Many facilities do have plans in place, and states have procedures in place to make sure those plans are thorough and executable.

Denis Rainey’s draft emergency plan runs about 150 pages long — and that’s before a nursing home personalizes it to its facility. Rainey is the senior vice president of facilities and emergency management at ALG Senior, a group that owns and operates nursing home facilities in seven states including coastal states like Mississippi, Florida, and North Carolina.

Their Covid-19 plan is relatively straightforward: If they need to evacuate, they’ll move patients via buses, vans, or ambulances to the nearest sister facility outside the storm’s path. They did so successfully in 2018, transporting about 550 residents in 24 hours to avoid Hurricane Florence. This year, however, they’ll move any Covid-19 positive residents together, with staff equipped with proper protective equipment. The sister facilities will have wings set up to keep them separate from others.

Nursing homes from 25 counties in Southeast Texas also participated in a  evacuation exercise, held remotely this year, hosted by the Southeast Texas Regional Advisory Council, which helps coordinate region-wide hurricane and emergency planning for the health care industry there.

“It’s seeing a part of a bigger picture and knowing that you have somebody else you can rely on to run a question by,” said Lori Upton, the group’s vice president.

This year, the exercise forced nursing homes and hospitals to consider a hurricane making landfall amid the coronavirus pandemic — a situation Upton said led to fruitful conversations about potential issues ranging from how to transport Covid-19 positive patients to how negative pressure rooms will be affected if an HVAC unit goes down temporarily.

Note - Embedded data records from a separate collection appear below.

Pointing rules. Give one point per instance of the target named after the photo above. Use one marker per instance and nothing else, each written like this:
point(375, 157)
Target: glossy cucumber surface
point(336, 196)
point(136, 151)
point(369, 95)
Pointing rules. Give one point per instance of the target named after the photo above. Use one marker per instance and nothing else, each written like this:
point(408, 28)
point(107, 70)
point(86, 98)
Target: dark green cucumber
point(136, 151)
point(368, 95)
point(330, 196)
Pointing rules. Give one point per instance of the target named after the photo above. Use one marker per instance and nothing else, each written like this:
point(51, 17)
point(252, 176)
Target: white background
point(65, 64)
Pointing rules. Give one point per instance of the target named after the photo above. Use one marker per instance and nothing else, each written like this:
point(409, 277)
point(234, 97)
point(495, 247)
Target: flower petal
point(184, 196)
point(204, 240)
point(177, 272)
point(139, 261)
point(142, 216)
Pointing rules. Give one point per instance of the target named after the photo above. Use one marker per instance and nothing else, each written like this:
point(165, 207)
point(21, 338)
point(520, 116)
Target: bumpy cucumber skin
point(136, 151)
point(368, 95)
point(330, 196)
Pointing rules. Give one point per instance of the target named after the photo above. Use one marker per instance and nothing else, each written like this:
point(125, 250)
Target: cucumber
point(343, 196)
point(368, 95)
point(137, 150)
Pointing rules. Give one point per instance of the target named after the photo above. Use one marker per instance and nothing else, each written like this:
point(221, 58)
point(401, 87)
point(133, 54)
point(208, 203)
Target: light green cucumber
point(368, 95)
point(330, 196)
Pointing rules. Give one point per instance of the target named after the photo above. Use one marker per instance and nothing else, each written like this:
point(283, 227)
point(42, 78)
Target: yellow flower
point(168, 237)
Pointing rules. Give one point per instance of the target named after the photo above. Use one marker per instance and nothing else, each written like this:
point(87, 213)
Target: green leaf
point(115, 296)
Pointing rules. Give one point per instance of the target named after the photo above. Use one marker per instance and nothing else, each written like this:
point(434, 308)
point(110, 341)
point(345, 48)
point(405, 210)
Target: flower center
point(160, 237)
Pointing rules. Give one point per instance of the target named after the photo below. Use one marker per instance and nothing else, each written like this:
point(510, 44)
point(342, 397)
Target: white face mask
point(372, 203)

Nursing homes modified their plans based on feedback from the workshop; many have an even more thorough transport plan than the one outlined by ALG Seniors: They plan to transport Covid-19-negative patients first, then to transport positive patients — a way to make sure that Covid-19 is not transferred by vehicles that are reused or staff.

They also have a unique way to address a concern shared by ALG Seniors: how to prevent potential spread of Covid-19 if a resident wanders off during a routine stop on the ride to the new facility. Upton said residents wear hot pink vests during transport with a waterproof pocket in the front that includes their personal information and health conditions — like whether they are positive for Covid-19. Upton said nursing homes in the Southeast region plan to limit — or potentially, to completely eliminate — such pit stops for the Covid-19-positive patients.

The Red Cross, which often assists with and organizes temporary shelters in the wake of hurricanes, also told STAT it is making plans for potential nursing home evacuees.

Broadly, the group is working this year to identify hotels and dormitories that could serve as temporary shelters. Although hotel rooms might normally be divvied up on a first-come, first-serve basis, this year the group plans to consider evacuees’ Covid-19 risks.

“If we have a limited amount of hotel space and we have to prioritize, our prioritization is for the most vulnerable to Covid-19,” said Brad Kieserman, the vice president of disaster operations and logistics for the American Red Cross.

Kieserman emphasized that the American Red Cross is prepared to assist in sheltering nursing home residents as they always are — this year care for the vulnerable elderly population has been an “area of focus,” and that the group has already recruited health care workers in potential hurricane-affected areas from nursing schools to add to their existing on call staff.

Nearly all the plans make clear, however, that evacuation is a last resort — in large part because it’s so dangerous for residents. More people died evacuating from Hurricane Rita than died in the damage, for example.

And it’s particularly hard on nursing home residents. In a study of nursing home residents who lived through Hurricanes Katrina, Rita, and Gustav, those who evacuated suffered higher rates of hospitalization and death —  residents were 3% to 5% more likely to die and 2% to 8% more likely to be hospitalized 90 days after evacuating.

“We really don’t want to evacuate unless it’s the right decision to make,” said Denis, the ALG Senior vice president. “We’re going to shelter in place as much as we can.”